A brief encounter with a talking cicada compels a journey of self-discovery.
Lucy is having a bad day at work and to top it off a cicada named Lenny just told her she has three days to live. Thus begins a surreal journey of self-discovery, where animals talk, bears play polka, and spiders tango. Over the course of three days Lucy must care for her alcoholic mother, come to terms with the loss of her father, and confront her feelings for her best friend Faye, all while trying to understand what her “potential” is and why a cicada wants it before she dies.
For fans of Hayao Miyazaki and Studio Ghibli, Haruki Murakami, The Alligator Report, and TV series like Wonderfalls and Pushing Daisies.
Cover designed by Sabine Krauss
A novelette. approximately 50 print pages in length.

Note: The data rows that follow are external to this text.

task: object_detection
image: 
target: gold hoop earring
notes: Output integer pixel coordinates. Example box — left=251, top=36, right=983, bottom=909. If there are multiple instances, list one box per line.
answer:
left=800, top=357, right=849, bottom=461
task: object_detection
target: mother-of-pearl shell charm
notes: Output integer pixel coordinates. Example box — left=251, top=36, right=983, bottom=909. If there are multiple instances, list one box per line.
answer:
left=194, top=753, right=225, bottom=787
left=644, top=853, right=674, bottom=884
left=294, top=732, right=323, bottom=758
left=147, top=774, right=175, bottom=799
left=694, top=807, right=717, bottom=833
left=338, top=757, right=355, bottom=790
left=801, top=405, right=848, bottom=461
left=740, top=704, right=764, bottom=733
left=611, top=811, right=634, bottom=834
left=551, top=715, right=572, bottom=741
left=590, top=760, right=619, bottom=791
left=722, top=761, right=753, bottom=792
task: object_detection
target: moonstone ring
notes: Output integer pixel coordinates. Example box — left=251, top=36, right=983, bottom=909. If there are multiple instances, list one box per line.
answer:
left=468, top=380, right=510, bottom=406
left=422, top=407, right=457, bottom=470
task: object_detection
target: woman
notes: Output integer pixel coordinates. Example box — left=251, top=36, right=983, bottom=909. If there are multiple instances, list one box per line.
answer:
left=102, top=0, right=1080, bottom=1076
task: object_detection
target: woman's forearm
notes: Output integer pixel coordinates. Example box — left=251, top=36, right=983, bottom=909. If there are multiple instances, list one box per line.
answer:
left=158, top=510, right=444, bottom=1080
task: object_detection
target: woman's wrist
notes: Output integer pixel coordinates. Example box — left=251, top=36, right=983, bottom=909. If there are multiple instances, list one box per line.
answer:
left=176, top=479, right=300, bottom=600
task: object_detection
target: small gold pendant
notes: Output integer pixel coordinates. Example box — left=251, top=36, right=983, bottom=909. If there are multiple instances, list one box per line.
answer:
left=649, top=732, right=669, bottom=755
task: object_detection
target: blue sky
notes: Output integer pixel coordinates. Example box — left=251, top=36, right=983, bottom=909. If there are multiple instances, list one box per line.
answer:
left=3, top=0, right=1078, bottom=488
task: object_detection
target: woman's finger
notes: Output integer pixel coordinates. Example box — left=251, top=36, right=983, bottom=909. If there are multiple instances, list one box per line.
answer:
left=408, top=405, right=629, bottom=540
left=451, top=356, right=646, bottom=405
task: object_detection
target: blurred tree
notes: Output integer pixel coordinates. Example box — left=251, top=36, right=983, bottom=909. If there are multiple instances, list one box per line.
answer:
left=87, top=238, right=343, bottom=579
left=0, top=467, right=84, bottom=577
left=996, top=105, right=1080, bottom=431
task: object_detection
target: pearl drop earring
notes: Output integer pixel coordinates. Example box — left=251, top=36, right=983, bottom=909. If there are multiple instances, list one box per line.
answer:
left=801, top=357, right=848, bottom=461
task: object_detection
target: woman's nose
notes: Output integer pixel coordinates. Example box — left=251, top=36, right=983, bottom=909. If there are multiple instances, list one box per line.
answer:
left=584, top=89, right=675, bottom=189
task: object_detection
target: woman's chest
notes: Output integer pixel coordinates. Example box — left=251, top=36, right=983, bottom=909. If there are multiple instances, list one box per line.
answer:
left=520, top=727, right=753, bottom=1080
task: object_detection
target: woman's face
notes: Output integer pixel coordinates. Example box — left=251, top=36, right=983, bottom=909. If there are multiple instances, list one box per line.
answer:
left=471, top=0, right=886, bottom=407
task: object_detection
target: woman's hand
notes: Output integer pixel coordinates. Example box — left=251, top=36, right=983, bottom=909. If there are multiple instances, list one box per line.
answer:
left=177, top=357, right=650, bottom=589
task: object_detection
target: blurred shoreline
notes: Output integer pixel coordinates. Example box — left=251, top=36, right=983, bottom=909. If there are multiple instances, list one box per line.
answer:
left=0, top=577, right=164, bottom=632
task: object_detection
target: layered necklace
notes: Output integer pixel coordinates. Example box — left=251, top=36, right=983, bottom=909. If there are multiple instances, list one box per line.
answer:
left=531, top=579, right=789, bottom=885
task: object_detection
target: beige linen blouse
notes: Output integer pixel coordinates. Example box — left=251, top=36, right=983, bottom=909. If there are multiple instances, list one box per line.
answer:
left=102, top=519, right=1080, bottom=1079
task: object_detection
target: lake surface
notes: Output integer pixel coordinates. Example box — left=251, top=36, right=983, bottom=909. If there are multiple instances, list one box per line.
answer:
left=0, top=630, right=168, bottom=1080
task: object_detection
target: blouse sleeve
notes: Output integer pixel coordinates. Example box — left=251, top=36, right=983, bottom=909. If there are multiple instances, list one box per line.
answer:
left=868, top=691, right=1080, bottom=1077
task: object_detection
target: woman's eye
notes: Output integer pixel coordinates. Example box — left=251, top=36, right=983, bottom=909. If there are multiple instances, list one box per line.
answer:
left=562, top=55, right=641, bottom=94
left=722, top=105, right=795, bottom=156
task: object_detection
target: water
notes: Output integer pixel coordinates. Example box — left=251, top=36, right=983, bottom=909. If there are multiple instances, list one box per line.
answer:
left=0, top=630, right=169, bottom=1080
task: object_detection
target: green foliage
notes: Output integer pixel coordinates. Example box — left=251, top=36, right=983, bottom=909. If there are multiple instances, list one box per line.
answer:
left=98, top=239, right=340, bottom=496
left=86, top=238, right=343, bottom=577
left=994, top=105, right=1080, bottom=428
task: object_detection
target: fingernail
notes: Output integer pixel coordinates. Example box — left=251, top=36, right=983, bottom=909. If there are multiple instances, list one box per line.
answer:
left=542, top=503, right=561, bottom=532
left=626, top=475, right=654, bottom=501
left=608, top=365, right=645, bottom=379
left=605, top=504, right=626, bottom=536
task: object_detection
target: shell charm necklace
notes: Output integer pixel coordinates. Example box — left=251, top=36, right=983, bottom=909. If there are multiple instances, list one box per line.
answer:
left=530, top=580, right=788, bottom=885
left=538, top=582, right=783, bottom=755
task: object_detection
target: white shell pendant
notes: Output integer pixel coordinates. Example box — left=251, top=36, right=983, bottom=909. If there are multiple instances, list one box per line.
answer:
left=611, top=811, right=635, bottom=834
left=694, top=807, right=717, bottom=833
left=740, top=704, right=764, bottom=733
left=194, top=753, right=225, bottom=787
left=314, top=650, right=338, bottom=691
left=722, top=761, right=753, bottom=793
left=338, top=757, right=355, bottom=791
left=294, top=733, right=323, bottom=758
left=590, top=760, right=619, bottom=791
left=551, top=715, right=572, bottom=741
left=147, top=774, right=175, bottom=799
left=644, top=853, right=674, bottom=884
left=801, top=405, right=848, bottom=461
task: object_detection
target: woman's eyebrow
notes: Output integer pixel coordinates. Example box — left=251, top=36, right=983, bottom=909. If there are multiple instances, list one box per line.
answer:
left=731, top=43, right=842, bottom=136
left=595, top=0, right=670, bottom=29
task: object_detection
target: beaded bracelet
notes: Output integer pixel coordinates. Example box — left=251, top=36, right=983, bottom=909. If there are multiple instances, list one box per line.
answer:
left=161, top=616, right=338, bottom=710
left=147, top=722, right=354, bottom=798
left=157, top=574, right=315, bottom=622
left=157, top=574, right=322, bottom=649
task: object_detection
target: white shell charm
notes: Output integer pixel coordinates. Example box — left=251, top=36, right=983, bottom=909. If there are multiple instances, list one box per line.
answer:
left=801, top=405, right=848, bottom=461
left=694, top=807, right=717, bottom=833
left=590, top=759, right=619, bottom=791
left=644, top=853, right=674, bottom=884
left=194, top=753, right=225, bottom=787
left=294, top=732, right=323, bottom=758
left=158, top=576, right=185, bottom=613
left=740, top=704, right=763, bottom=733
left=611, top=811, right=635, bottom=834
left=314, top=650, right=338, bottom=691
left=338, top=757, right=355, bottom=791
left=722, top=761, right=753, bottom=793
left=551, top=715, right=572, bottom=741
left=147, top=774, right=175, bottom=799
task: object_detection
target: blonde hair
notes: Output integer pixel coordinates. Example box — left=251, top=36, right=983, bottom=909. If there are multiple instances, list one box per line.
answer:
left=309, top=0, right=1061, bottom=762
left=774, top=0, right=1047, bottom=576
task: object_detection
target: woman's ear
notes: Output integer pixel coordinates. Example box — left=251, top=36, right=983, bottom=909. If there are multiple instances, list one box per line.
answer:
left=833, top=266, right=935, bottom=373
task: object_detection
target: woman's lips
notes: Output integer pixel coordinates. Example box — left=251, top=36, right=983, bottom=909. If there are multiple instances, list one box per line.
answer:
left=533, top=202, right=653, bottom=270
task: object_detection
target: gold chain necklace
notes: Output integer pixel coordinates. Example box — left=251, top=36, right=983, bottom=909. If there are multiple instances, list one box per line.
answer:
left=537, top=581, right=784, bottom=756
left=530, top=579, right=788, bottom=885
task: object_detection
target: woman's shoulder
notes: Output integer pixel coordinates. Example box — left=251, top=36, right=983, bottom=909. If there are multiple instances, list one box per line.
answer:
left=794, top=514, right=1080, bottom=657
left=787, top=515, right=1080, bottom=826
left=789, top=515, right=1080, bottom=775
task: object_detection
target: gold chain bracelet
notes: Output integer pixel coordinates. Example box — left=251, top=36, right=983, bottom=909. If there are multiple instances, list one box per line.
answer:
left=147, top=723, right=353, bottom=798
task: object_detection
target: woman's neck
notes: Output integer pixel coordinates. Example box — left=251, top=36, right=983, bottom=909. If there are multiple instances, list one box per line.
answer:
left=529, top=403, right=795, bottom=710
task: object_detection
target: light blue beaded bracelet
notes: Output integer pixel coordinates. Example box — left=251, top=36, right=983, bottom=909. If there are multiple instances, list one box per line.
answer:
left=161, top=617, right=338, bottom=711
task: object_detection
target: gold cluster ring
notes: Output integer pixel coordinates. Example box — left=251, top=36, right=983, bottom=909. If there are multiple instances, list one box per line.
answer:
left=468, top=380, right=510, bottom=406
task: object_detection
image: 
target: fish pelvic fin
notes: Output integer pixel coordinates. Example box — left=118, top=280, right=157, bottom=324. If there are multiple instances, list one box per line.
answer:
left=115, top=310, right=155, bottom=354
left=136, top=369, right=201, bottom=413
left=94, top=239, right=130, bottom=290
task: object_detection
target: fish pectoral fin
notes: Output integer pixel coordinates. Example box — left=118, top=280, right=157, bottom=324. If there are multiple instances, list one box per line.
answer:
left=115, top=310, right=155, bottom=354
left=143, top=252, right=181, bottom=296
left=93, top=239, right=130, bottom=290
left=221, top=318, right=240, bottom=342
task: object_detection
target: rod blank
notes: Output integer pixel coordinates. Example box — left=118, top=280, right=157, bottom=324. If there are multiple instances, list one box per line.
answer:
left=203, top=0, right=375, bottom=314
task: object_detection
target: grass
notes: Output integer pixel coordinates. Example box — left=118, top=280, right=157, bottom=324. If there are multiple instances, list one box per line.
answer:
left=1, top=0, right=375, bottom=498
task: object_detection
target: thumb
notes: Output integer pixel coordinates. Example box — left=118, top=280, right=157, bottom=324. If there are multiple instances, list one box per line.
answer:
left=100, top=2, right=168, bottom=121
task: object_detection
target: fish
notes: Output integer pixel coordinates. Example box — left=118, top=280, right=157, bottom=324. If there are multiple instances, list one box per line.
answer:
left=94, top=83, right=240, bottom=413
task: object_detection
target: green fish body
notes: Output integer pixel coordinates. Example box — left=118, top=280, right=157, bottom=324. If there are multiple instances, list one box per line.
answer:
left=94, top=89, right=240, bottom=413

“Bernard Cox’s The Space Within These Lines Is Not Dedicated is a fantasy with a radically inclusive vision. Lucy, a one-time rescuer of animals, confronts her father’s death, her mother’s despair, a complicated love, a meaningless job, and, as a result, finds herself in an emotional limbo. When the smart-aleck cicada arrives, she has to wonder whether she’s losing her mind. Is she facing “the inevitable passage of life” or “the possibility of renewal” or both? The progress of this compassionate narrative critiques our society’s neglect and abuse of the world and those who inhabit it.” –Frank Rogaczewski author of "The Fate of Humanity in Verse."
"'Give us your potential.'With that request [The Space Within These Lines Is Not Dedicated], a story that revolves around a woman, her imminent death, her troubled life and lots of talking animals (that she can hear) is off and running. Does it all sound crazy? Well, it is! It's also entertaining. Cox is a great storyteller. There are more of these novellas to come from him and I look forward to them. This is good stuff, all the way around!"--Shelly Hagans, Shelly's LGBT Book Review Blog at Shellysbookstore.com
Bernard M Cox is a graduate of 2015 Class of Clarion Science Fiction and Fantasy Writers' Workshop, and received an MFA Creative Writing from Roosevelt University.
He has taught fiction writing, screenwriting, literature, and composition; curated an experimental music concert series called FeedBack; ran a staged reading series for screenwriters; served as Assistant Artistic Director for the Tamale Hut Café Reading Series in North Riverside, IL; and served on the Board of Directors of the University City Arts League in Philadelphia. He currently volunteers in the San Diego LGBT community.
His writing has appeared in A cappella Zoo, Blood and Lullabies, Collective Fallout, Crack the Spine, Red Lightbulbs, and Up the Staircase Quarterly.
Don't miss this story. Most of the time I read to escape. Escape the harsh realities of everyday life. I was expecting that from this. What I got was something else entirely! Thank you Mr Cox!
I'll get right to the reason I docked the story a star, then move on to why it's so awesome. There's a section within the story where I feel a bit of very weak writing crept in. It's very brief, and it's not at all going to ruin the tale, but unlike Memory of a Salt Shaker (which I found superb all the way through) there's this one niggling section that reached out and slapped me in the face, breaking me out of the story.
Outside of that one section, which is no more than a couple of pages long, I absolutely loved this story. LOVED it.
Buy this story. Read this story. Love this story too.
You won't be able to help it.
Because Cox is a fantastic writer with a vivid imagination who can transport you to a world which you think you know, but don't quite understand. He weaves a beautiful narrative, and gives his characters rich histories with spare use of words. He is the real deal where it comes to short fiction. Many can write a short. Few can master them.
Cox is, hands down, well on his way to becoming an absolute master of the short form.